Can Hybrid Geometric Scattering Networks Help Solve the Maximum Clique Problem?
This work addresses the maximum clique problem, a fundamental NP-hard challenge in graph theory, with potential applications in network analysis and optimization, though it appears incremental as it builds on existing GNN methods with a scattering transform to mitigate oversmoothing.
The authors tackled the NP-hard maximum clique problem by proposing a geometric scattering-based graph neural network that outputs node probabilities for clique membership, achieving higher solution accuracy and inference speed than GNN baselines and conventional solvers like Gurobi under time constraints, with only ~0.1% of the parameters of previous models.
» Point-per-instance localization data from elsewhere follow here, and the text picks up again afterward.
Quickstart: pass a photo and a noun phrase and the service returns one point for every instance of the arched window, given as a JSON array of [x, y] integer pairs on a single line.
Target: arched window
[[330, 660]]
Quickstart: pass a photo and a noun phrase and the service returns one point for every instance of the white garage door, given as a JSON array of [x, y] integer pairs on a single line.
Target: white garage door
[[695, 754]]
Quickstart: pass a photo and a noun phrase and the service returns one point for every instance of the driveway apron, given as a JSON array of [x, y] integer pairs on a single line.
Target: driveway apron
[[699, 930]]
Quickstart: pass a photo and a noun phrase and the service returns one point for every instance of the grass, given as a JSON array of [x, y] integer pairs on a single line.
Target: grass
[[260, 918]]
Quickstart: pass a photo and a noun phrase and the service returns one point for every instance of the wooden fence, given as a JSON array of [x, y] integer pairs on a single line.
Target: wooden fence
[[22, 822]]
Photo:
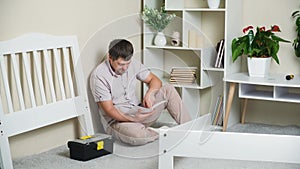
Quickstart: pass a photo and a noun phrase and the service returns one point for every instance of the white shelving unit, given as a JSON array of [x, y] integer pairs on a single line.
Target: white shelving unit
[[273, 88], [208, 27]]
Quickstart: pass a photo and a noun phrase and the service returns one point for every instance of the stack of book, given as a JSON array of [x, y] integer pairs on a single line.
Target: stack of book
[[183, 75], [217, 115], [220, 54]]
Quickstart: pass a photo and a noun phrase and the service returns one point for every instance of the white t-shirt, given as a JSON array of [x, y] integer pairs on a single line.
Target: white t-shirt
[[120, 89]]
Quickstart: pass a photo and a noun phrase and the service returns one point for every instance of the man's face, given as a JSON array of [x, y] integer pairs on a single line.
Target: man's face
[[120, 66]]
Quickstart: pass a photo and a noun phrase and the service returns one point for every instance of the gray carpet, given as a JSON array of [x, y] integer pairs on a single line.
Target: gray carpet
[[145, 157]]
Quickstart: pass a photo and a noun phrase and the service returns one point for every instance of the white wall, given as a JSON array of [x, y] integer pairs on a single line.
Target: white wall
[[94, 22], [267, 13]]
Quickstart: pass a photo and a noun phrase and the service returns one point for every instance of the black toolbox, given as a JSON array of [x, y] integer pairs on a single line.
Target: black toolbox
[[89, 147]]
We propose a geometric scattering-based graph neural network (GNN) for approximating solutions of the NP-hard maximum clique (MC) problem. We construct a loss function with two terms, one which encourages the network to find highly connected nodes and the other which acts as a surrogate for the constraint that the nodes form a clique. We then use this loss to train an efficient GNN architecture that outputs a vector representing the probability for each node to be part of the MC and apply a rule-based decoder to make our final prediction. The incorporation of the scattering transform alleviates the so-called oversmoothing problem that is often encountered in GNNs and would degrade the performance of our proposed setup. Our empirical results demonstrate that our method outperforms representative GNN baselines in terms of solution accuracy and inference speed as well as conventional solvers like Gurobi with limited time budgets. Furthermore, our scattering model is very parameter efficient with only $\sim$ 0.1\% of the number of parameters compared to previous GNN baseline models.